Open sotnikov-s opened 4 years ago
I am not able to reproduce the error. Instead the software throws an warning for the record. The code was last edited July 2019, have you updated and rebuilt since then?
2019-12-23 08:18:40,074 INFO [ main] pftaps19760203_wk05.zip:200:US3935790A RecordReader - ... mark pftaps19760203_wk05.zip:200
2019-12-23 08:18:40,445 WARN [ main] pftaps19760203_wk05.zip:238:US3935828A ClassificationNode - Failed to Parse locarno IPC Classification: '114' from :
I pulled the repo a week ago and use the master branch as the source. and I just retried it with pulling from master and build the .jar anew. could you please affirm my building steps are right?
mvn package
[ERROR] Failed to execute goal org.apache.maven.plugins:maven-assembly-plugin:3.1.1:single (default) on project BulkDownloader: Error reading assemblies: Error locating assembly descriptor: resources/assembly/bin.xml
mvn package
again with success resultcd BulkDownloader/target/dependency-jars
mkdir dependencies
unzip \*.jar -d dependencies/
cd dependencies
jar cf dependency.jar *
cd BulkDownloader/target/classes
Manifest-Version: 1.0
Created-By: 1.7.0_06 (Oracle Corporation)
Main-Class: gov.uspto.bulkdata.cli.Transformer
Class-Path: dependency.jar
jar cfm transformer.jar manifest.txt gov/*
java -jar transformer.jar -f=pftaps19760203_wk05.zip --type=json --outDir=. --outBulk=false --prettyPrint=true
After pulling the repo run "maven clean package" from the top level directory (not from within BulkDownloader). If test are failing, you can skip test with "maven clean package -DskipTests=true". If the maven build is successful a zip file should be created under target; "./target/PatentPublicData-0.0.1-SNAPSHOT-*.zip".

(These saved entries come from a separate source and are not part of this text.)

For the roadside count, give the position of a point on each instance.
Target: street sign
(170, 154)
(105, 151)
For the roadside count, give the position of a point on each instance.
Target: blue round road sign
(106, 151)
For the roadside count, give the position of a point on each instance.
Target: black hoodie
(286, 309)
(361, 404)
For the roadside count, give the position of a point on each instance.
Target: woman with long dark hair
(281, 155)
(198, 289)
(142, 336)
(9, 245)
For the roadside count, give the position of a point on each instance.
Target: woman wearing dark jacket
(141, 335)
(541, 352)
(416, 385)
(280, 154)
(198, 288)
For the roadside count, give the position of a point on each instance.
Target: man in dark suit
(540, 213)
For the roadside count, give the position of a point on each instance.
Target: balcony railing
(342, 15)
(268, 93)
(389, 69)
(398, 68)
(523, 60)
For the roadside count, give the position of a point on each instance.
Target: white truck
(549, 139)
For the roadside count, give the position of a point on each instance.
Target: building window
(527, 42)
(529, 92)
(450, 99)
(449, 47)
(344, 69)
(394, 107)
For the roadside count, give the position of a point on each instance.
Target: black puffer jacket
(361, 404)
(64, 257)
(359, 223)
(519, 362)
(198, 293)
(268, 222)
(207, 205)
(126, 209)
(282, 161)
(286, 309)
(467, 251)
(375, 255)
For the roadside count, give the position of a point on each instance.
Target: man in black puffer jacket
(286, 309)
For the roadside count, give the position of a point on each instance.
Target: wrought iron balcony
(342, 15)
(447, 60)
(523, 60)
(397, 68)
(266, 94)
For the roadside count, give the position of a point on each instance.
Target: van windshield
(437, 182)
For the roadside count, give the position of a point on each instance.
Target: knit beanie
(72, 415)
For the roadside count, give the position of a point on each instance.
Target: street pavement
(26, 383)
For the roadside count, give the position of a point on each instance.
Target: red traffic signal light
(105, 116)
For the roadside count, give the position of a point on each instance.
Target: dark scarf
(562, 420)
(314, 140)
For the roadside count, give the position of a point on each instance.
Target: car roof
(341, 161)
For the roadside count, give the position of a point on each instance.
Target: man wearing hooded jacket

If the maven build is successful a zip file should be created under target; "./target/PatentPublicData-0.0.1-SNAPSHOT-*.zip".
The build was successful, the snapshot file has been created. But the same .jar creation algorithm leads to the same null pointer exception. And the same exception at the same file point also happens if I avoid all custom algorithms and run the tool as it is, with no hand made .jar files:
cd PatentPublicData/BulkDownloader
java -cp "target/BulkDownloader-0.0.1-SNAPSHOT.jar:target/dependency-jars/*" gov.uspto.bulkdata.cli.Transformer -f="pftaps19760203_wk05.zip" --type="json" --outDir="." --matching-xml=true --outBulk=false
log4j:WARN No appenders could be found for logger (gov.uspto.patent.PatentDocFormatDetect).
log4j:WARN Please initialize the log4j system properly.
log4j:WARN See http://logging.apache.org/log4j/1.2/faq.html#noconfig for more info.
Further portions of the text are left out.